Simple TOPFARM Example¶

This notebook walks through a minimal wind-farm design optimization that couples OptiWindNet (electrical-network routing) with TopFarm (turbine-layout optimization), and uses the standalone ``costmodels`` package for offshore CAPEX/OPEX and project finance.

  • Three cost components:

    • Energy (AEP): PyWake evaluates farm energy for a set of wind directions and turbine coordinates.

    • Electrical network (cabling): based on turbine/substation coordinates and the cable catalogue, WFNComponent (a TopFarm wrapper around OptiWindNet’s WindFarmNetwork) returns cabling cost (and gradients).

    • Economics (NPV): a costmodels.project.Project with a Technology backed by DTUOffshoreCostModel returns project NPV given AEP and cabling cost. NPV is the optimization objective (maximize=True); IRR, LCOE, CAPEX and OPEX are tracked as auxiliary outputs.

  • Design variables — the optimizer is free to move:

    • x, y: turbine coordinates (one entry per turbine)

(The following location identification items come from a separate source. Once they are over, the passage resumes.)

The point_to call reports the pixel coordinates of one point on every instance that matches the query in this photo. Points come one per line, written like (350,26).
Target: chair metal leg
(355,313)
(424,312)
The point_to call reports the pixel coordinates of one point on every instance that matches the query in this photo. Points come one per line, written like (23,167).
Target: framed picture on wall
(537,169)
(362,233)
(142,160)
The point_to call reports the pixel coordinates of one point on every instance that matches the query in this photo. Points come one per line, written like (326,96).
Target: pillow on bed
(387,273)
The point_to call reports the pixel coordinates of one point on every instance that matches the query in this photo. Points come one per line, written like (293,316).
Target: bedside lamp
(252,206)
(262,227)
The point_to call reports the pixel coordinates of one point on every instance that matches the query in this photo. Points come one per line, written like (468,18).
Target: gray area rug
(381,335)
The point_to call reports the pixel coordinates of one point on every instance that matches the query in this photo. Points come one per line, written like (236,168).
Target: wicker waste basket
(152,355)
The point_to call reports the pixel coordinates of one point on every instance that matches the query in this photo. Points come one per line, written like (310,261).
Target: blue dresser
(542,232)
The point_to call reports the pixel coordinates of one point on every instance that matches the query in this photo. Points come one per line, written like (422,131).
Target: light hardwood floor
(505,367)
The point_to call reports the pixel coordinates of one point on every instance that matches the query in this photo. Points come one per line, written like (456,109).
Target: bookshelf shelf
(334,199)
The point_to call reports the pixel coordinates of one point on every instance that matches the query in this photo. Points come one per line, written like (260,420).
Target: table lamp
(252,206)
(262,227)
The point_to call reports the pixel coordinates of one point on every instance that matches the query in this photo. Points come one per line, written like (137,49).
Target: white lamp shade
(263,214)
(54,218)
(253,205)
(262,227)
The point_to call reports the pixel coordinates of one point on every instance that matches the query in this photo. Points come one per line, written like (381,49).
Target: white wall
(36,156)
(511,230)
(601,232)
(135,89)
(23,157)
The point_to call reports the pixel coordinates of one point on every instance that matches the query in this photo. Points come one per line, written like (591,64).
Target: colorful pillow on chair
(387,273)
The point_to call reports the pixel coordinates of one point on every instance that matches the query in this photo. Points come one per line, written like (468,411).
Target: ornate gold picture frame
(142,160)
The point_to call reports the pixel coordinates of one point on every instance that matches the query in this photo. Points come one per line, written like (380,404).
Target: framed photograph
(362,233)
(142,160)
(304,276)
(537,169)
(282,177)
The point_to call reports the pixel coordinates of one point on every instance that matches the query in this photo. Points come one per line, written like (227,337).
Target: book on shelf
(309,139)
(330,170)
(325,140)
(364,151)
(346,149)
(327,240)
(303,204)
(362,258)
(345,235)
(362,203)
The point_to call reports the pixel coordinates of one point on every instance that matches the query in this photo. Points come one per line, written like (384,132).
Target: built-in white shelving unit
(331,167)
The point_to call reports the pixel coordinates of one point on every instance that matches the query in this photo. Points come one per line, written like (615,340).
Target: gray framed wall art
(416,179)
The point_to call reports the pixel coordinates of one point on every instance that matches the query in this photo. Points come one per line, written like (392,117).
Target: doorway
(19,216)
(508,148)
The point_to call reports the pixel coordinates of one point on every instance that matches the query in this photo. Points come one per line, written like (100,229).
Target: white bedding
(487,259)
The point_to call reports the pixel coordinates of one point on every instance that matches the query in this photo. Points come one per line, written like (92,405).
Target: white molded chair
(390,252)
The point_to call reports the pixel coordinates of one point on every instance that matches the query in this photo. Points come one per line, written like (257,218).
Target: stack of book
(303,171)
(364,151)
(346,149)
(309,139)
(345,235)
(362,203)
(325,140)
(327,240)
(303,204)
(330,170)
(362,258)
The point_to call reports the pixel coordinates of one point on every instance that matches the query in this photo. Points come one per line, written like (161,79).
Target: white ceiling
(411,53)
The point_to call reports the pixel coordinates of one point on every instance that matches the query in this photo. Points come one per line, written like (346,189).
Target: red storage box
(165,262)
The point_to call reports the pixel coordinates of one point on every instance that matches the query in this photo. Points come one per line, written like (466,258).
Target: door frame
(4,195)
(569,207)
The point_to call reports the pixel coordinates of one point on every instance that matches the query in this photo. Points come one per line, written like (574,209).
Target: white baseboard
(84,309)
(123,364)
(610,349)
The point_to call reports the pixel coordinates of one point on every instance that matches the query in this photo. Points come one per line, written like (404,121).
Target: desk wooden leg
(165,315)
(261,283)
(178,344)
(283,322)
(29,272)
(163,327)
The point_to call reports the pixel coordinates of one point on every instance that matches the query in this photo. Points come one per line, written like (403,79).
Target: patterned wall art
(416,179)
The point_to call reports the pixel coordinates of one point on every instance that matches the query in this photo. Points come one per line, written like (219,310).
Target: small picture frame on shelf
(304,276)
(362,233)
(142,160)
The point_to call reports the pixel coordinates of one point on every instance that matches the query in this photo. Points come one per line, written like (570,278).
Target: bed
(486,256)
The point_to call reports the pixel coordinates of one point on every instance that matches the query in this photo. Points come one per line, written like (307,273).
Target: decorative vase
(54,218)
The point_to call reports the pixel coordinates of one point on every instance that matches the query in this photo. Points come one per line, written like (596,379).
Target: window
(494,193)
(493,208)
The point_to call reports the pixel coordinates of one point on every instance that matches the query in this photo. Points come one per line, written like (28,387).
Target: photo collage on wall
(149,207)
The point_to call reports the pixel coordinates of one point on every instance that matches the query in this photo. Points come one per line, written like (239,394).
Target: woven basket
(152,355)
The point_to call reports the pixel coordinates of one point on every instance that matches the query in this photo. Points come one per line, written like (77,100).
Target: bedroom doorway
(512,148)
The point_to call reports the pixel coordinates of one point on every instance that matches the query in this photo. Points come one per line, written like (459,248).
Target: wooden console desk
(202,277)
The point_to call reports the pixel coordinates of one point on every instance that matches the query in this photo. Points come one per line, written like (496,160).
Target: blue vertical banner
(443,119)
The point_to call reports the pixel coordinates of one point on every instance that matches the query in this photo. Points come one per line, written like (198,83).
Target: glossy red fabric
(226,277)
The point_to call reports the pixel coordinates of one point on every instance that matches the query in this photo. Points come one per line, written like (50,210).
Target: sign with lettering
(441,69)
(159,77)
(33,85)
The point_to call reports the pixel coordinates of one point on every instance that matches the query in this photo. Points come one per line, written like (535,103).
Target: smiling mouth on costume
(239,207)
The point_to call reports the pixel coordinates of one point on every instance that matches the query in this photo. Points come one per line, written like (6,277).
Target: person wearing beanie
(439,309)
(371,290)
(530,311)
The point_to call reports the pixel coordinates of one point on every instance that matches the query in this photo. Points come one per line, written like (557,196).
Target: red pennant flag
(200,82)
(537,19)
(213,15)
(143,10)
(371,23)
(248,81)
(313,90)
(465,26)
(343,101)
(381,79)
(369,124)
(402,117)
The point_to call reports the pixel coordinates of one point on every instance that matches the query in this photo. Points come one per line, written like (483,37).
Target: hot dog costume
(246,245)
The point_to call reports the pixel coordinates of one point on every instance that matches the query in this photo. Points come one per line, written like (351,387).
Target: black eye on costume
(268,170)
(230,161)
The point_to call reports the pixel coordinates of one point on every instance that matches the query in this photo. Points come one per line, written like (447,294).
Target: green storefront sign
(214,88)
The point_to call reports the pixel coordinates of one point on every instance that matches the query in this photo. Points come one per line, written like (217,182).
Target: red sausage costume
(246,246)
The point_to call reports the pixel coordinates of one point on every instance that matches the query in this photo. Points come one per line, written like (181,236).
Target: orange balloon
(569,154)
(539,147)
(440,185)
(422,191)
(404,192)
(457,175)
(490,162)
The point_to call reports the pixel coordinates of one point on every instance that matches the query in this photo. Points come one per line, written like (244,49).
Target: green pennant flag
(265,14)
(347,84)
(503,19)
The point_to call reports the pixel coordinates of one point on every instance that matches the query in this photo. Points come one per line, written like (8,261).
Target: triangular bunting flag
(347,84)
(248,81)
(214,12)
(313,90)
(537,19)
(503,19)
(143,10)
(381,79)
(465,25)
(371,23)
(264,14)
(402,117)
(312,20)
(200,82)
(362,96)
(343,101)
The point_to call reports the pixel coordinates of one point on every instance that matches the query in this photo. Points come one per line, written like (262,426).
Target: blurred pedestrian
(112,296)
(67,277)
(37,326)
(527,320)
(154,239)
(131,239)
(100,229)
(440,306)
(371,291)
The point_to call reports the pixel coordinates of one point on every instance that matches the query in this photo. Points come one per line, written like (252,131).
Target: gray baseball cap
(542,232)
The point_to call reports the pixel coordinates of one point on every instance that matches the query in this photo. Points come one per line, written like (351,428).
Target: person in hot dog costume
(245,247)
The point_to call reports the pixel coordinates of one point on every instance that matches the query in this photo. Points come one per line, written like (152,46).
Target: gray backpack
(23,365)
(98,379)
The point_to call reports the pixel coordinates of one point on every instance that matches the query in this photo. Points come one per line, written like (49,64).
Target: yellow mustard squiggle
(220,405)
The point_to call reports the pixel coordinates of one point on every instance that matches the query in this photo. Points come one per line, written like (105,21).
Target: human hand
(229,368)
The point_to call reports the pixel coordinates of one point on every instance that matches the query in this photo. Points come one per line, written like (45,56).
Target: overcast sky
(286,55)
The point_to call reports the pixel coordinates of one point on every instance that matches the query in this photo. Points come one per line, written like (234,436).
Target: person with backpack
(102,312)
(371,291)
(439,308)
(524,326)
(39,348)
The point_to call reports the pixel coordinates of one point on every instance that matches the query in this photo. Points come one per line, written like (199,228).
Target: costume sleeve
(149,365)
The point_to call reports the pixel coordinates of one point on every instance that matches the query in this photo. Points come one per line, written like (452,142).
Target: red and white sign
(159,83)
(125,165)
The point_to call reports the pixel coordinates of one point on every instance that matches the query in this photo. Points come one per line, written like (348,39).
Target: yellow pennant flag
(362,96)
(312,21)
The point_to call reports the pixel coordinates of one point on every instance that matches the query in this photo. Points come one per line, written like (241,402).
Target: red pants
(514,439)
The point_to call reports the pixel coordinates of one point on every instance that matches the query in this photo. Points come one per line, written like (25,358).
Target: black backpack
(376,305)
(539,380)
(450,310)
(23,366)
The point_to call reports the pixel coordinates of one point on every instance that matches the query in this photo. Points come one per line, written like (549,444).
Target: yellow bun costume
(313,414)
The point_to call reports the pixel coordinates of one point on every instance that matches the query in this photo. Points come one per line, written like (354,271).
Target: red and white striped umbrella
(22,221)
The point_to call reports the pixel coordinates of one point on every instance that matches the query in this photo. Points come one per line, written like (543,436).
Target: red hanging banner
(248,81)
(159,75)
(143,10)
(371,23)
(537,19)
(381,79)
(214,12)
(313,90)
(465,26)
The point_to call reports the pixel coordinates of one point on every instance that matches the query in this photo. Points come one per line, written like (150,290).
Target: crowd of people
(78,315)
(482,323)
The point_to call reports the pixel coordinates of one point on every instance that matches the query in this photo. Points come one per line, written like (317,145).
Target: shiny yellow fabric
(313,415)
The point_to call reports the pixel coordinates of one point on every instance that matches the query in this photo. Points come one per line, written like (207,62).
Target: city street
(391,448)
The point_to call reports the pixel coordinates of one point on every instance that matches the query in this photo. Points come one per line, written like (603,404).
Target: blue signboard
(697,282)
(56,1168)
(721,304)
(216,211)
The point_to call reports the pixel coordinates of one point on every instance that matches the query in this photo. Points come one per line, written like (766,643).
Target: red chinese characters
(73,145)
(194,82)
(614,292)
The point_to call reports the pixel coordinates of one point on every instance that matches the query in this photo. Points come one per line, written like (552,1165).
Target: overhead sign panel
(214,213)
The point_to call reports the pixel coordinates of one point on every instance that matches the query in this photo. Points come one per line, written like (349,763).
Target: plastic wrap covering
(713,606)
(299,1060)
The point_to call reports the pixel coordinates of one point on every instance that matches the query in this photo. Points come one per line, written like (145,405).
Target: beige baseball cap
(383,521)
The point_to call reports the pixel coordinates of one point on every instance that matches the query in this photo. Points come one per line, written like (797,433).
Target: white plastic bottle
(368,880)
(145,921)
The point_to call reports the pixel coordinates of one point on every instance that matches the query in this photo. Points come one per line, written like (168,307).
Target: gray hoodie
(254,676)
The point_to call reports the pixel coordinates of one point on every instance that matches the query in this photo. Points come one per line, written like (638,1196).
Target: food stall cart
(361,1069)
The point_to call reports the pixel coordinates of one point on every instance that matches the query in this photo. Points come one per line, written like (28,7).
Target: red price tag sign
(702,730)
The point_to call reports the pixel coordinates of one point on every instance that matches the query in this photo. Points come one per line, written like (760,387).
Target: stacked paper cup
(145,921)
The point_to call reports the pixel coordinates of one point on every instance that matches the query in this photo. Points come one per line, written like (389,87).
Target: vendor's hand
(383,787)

    • xs, ys: substation coordinates — letting TopFarm co-locate the substation alongside the turbines reduces total cabling cost. The boundary constraint applies to turbines only; the substation is unconstrained, so its trajectory may exit the site polygon. The final substation position is shown in a dedicated trajectory plot at the end.

How it plugs into TopFarm

  1. We instantiate each component: aep_comp, network_cost_comp, and npv_comp.

  2. We combine them in a TopFarmGroup([aep_comp, network_cost_comp, npv_comp]). With promotion, outputs/inputs line up automatically:

    • aep_comp produces AEP → used by the economic component.

    • network_cost_comp produces cabling_cost → also used by the economic component.

    • The economic component outputs NPV, which TopFarm treats as the objective.

  3. We create a TopFarmProblem with the turbine and substation coordinates as design variables, the TopFarmGroup cost component, the layout constraints, and a driver.

  4. We call optimize() to run the optimization.

Dataflow: (turbine & substation positions) → AEP & cabling_cost → NPV (objective). Constraints keep the turbine layout feasible; the chosen OptiWindNet router controls the network quality/speed trade-off.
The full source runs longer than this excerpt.